If the problem was to find the minimum (since \( a = 2>0 \), the parabola opens upwards) value of the function, the minimum value is \( k = - 11 \) (achieved at \( x = - 1 \)).

Since the original problem statement was cut off, but based on the function given (a quadratic function), these are common operations. If you had a different goal (like finding roots, domain, range, etc.), the steps would be adjusted accordingly.

For example, if we want to find the roots (solve \( 2x^2 + 4x - 9 = 0 \)) using the quadratic formula \( x=\frac{-b\pm\sqrt{b^2 - 4ac}}{2a} \) where \( a = 2 \), \( b = 4 \), and \( c=-9 \):

Step 1: Identify \( a \), \( b \), and \( c \)

\( a = 2 \), \( b = 4 \), \( c = - 9 \)

Step 2: Calculate the discriminant \( D = b^2 - 4ac \)

\( D=(4)^2-4\times2\times(-9)=16 + 72 = 88 \)

Step 3: Apply the quadratic formula

\( x=\frac{-4\pm\sqrt{88}}{2\times2}=\frac{-4\pm2\sqrt{22}}{4}=\frac{-2\pm\sqrt{22}}{2} \)

Please clarify the exact problem (e.g., find vertex, roots, minimum/maximum value, graph the function, etc.) so that a more specific solution can be provided.

Answer:

Step 1: Factor out the coefficient of \( x^2 \) from the first two terms

We factor out 2 from \( 2x^2 + 4x \):
\( f(x) = 2(x^2 + 2x) - 9 \)

Step 2: Complete the square inside the parentheses

To complete the square for \( x^2 + 2x \), we take half of the coefficient of \( x \) (which is \( \frac{2}{2}=1 \)), square it ( \( 1^2 = 1 \) ), and add and subtract it inside the parentheses. But since there is a factor of 2 outside, we need to be careful with the constant term:
\( f(x) = 2(x^2 + 2x + 1 - 1) - 9 \)
\( f(x) = 2((x + 1)^2 - 1) - 9 \)

Step 3: Distribute the 2 and simplify

We distribute the 2:
\( f(x) = 2(x + 1)^2 - 2 - 9 \)
Then combine the constant terms:
\( f(x) = 2(x + 1)^2 - 11 \)

If the problem was to find the vertex, the vertex of a quadratic function in the form \( f(x) = a(x - h)^2 + k \) is \( (h, k) \). From the vertex form we just found, \( h = - 1 \) and \( k = - 11 \), so the vertex is \( (-1, -11) \).

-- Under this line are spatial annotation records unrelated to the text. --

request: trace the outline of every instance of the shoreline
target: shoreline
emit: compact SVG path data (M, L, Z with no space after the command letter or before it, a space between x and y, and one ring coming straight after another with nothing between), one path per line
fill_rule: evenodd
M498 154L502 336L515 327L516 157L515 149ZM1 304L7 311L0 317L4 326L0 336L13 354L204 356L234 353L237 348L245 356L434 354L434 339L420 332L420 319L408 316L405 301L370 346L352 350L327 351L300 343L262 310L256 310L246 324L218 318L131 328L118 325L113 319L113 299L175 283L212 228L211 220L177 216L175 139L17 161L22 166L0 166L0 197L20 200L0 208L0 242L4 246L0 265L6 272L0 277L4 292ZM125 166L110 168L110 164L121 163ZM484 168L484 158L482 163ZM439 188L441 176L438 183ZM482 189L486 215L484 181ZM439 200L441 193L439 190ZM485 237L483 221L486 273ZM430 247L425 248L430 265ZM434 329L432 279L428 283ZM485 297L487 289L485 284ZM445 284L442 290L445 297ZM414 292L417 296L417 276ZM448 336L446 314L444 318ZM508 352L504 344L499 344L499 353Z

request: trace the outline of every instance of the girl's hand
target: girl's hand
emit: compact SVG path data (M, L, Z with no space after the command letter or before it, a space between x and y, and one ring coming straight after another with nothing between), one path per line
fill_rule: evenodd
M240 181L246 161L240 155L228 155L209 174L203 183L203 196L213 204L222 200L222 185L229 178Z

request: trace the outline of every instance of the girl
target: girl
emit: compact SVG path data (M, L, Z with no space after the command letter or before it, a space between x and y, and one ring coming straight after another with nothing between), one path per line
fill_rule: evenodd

If the problem was to find the minimum (since \( a = 2>0 \), the parabola opens upwards) value of the function, the minimum value is \( k = - 11 \) (achieved at \( x = - 1 \)).

Since the original problem statement was cut off, but based on the function given (a quadratic function), these are common operations. If you had a different goal (like finding roots, domain, range, etc.), the steps would be adjusted accordingly.

For example, if we want to find the roots (solve \( 2x^2 + 4x - 9 = 0 \)) using the quadratic formula \( x=\frac{-b\pm\sqrt{b^2 - 4ac}}{2a} \) where \( a = 2 \), \( b = 4 \), and \( c=-9 \):

Step 1: Identify \( a \), \( b \), and \( c \)

\( a = 2 \), \( b = 4 \), \( c = - 9 \)

Step 2: Calculate the discriminant \( D = b^2 - 4ac \)

\( D=(4)^2-4\times2\times(-9)=16 + 72 = 88 \)

Step 3: Apply the quadratic formula

\( x=\frac{-4\pm\sqrt{88}}{2\times2}=\frac{-4\pm2\sqrt{22}}{4}=\frac{-2\pm\sqrt{22}}{2} \)

Please clarify the exact problem (e.g., find vertex, roots, minimum/maximum value, graph the function, etc.) so that a more specific solution can be provided.